Inglesissimo Chatwin, certo, non solo d'origine, ma di mentalità. Non s'intende l'autore di In Patagonia senza l'idea e l'ideale del colonialismo inglese: la superiorità distaccata, di cui l'ironia è solo una delle maschere, verso ogni aspetto del mondo e il suo dominio per via d'intelligenza dissimulatamente superiore. Figlio di uno scultore elvetico-romano, amato da Mussolini, e di Yoi Crosse, nata dall'unione di una donna polacca con un proprietario terriero anglosassone, Fosco nasce in buona parte "inglese". L'Inghilterra è la sua "Grecia dell'anima", per dichiarazione del medesimo interessato, almeno nell'adolescenza fiorentina. Legati al mondo dell'arte tutti e due. Chatwin attraverso il suo lavoro di esperto presso la casa d'aste Sotheby's. Fosco perché precocemente dalla terra toscana dove il Rinascimento lo poteva respirare, passò allo studio dell'arte orientale come accompagnatore e fotografo delle famose spedizioni in Tibet del più grande orientalista italiano, Giuseppe Tucci (due spedizioni: 1937 e 1948). E poi nei suoi rapporti, o meglio nella sua vita giapponese (Ore giapponesi, 1957).
Tutti e due accompagnarono la parola, la scrittura con l'immagine fotografica.
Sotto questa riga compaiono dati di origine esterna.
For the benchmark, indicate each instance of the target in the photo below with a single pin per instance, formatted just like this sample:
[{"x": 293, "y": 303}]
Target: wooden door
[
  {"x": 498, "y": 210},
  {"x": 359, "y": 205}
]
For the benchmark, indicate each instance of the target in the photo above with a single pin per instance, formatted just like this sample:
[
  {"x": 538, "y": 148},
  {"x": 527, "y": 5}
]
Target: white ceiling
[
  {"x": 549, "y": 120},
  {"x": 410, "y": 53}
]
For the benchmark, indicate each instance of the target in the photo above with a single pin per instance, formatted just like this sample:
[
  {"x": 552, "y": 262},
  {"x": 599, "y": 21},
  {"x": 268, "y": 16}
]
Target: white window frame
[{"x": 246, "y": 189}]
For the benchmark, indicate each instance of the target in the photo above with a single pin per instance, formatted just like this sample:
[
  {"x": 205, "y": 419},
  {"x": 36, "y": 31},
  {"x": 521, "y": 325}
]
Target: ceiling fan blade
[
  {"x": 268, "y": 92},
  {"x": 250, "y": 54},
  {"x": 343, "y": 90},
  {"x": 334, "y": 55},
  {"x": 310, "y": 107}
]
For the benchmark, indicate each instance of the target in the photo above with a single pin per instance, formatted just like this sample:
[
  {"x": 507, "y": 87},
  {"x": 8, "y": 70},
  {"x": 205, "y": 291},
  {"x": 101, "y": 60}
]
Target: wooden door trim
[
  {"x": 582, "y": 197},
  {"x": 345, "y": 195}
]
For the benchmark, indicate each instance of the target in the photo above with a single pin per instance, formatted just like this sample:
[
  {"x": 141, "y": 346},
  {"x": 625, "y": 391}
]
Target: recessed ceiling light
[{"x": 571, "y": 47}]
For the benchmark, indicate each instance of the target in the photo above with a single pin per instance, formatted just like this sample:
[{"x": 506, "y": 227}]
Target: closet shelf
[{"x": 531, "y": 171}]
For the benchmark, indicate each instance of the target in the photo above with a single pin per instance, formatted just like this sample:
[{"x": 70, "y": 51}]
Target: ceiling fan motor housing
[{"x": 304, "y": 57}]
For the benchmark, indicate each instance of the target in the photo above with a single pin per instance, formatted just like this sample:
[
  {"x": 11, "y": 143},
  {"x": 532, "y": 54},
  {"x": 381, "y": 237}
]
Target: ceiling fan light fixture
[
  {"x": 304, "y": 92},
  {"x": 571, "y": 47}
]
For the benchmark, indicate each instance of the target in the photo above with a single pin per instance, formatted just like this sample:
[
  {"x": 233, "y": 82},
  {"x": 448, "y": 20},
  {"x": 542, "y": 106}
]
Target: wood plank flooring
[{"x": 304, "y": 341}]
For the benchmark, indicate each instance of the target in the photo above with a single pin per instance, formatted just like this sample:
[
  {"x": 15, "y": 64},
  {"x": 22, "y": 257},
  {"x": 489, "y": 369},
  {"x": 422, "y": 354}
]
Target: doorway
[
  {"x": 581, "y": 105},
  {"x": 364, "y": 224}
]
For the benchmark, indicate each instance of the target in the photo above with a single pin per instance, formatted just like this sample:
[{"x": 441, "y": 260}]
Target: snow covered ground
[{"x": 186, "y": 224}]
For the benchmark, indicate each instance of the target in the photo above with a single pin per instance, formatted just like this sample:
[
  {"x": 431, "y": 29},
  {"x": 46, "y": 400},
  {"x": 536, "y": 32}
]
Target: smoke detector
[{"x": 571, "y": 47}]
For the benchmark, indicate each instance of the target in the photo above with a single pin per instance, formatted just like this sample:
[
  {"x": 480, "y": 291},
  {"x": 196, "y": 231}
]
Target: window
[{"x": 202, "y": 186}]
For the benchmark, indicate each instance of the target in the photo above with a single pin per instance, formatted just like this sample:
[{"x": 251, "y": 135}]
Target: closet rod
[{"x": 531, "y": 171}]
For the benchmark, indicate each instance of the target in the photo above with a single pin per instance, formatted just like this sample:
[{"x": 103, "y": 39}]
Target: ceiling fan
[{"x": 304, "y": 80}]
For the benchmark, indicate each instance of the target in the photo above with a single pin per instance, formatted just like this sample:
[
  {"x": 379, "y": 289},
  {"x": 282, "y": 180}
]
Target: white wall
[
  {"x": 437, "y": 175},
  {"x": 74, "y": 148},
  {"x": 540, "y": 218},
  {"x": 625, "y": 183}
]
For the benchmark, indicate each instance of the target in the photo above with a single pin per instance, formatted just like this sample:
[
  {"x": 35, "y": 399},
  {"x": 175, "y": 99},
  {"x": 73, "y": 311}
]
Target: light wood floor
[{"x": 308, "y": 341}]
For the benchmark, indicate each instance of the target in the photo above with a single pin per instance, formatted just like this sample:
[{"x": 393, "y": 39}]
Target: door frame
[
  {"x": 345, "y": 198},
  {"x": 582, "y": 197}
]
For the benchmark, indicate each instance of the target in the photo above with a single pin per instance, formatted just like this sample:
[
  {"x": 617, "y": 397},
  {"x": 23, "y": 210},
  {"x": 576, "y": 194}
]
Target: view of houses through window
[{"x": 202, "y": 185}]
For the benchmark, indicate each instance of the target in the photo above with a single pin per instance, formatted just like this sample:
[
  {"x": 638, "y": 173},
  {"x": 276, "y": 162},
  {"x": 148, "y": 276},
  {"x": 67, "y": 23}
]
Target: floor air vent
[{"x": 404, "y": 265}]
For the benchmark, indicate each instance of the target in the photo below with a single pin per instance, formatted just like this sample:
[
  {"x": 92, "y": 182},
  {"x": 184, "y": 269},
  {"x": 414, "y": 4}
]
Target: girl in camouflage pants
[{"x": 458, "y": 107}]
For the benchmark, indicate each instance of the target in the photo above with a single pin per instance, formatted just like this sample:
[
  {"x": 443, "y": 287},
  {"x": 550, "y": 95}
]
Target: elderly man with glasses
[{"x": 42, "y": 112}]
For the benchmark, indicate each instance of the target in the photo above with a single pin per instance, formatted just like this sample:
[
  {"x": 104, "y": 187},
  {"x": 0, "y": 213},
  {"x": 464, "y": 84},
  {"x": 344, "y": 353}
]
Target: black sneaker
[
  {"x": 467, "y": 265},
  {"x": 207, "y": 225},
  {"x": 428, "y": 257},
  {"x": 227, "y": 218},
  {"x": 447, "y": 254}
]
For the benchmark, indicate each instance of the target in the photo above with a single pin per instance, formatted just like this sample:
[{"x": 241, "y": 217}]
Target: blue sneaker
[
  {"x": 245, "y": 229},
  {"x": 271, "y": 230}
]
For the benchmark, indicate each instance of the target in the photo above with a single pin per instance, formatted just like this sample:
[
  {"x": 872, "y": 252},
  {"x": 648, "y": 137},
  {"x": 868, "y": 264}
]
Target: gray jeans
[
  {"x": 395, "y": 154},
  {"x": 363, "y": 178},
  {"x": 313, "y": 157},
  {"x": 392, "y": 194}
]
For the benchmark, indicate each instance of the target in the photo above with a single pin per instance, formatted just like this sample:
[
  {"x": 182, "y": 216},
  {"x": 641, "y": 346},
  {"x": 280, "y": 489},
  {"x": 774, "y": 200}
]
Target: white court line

Per tutti e due il viaggio è innanzitutto conoscenza e intreccio di legami con le persone. E non a caso l'uno e l'altro elaborarono teorie semplificatorie del rapporto con le genti e il mondo. A Chatwin appartiene l'utopia nomadistica, coltivata per una vita, senza frutto immediato: non riuscì mai a scrivere il grande libro sui nomadi e il nomadismo. A Maraini la teoria dell'esocosmo e dell'endocosmo, che è un po' il filo conduttore delle migliaia di pagine "meridiane". L'esocosmo è l'universo di fuori, l'universo fisico esterno e l'endocosmo è il mondo interiore del singolo, o di un gruppo umano, che riflette quello esterno: allora "viaggiare è un allargare l'endocosmo nutrendolo di esocosmo". Com'è evidente: tutte e due utopie ingenue, di tipo naïf, anche se per via ipercolta. Quella di Maraini persino banale (e Marcoaldi nella sua devozione all'autore non evita il trabocchetto), se non fosse riscattata da una personalità ben altrimenti ricca e complessa, incline, più per virtù che per vizio, dopo tanto camminare, documentare, conoscere, scrivere, alle più fulminee sintesi.
Quella stessa concezione del viaggio che tenderebbe a riporli nello stesso scaffale della nostra libreria, in realtà alla fine li divarica drasticamente. Non solo perché Chatwin, quale cittadino britannico, si sente cittadino in ogni angolo della terra (Europa, Patagonia, Africa, Australia aborigena); e invece fin dall'adolescenza Fosco decide di studiare puntualmente i popoli non indoeuropei: tibetani, indiani, giapponesi. Ma perché del viaggio Chatiwin, dandy inglese senza più impero, ha una concezione estetica, estetico-narrativa, coglie cose e persone come l'entomologo le farfalle nel suo retino per poi farne bella mostra, sottile spettacolo raccontato con understatement agli amici. Mentre Maraini del viaggio coltivò un'idea cognitiva ed etica, una forma di missione scanzonata e allegra, ma non meno impegnata moralmente nella misura delle civiltà per noi più lontane. E della nostra attraverso quelle. Si sente a ogni riga che Chatwin inquadra, mette a fuoco ogni oggetto per trasformarlo in episodio letterario. Maraini si getta nel viaggio innanzitutto empaticamente, per abbracciare chi ha di fronte, genuflettersi o prenderlo in giro. Ma per capirlo fino in fondo, se possibile. Sempre. E a costo di modificare se stesso. Di fronte a un Chatwin, invece, che si ammira nello specchio sempre identico.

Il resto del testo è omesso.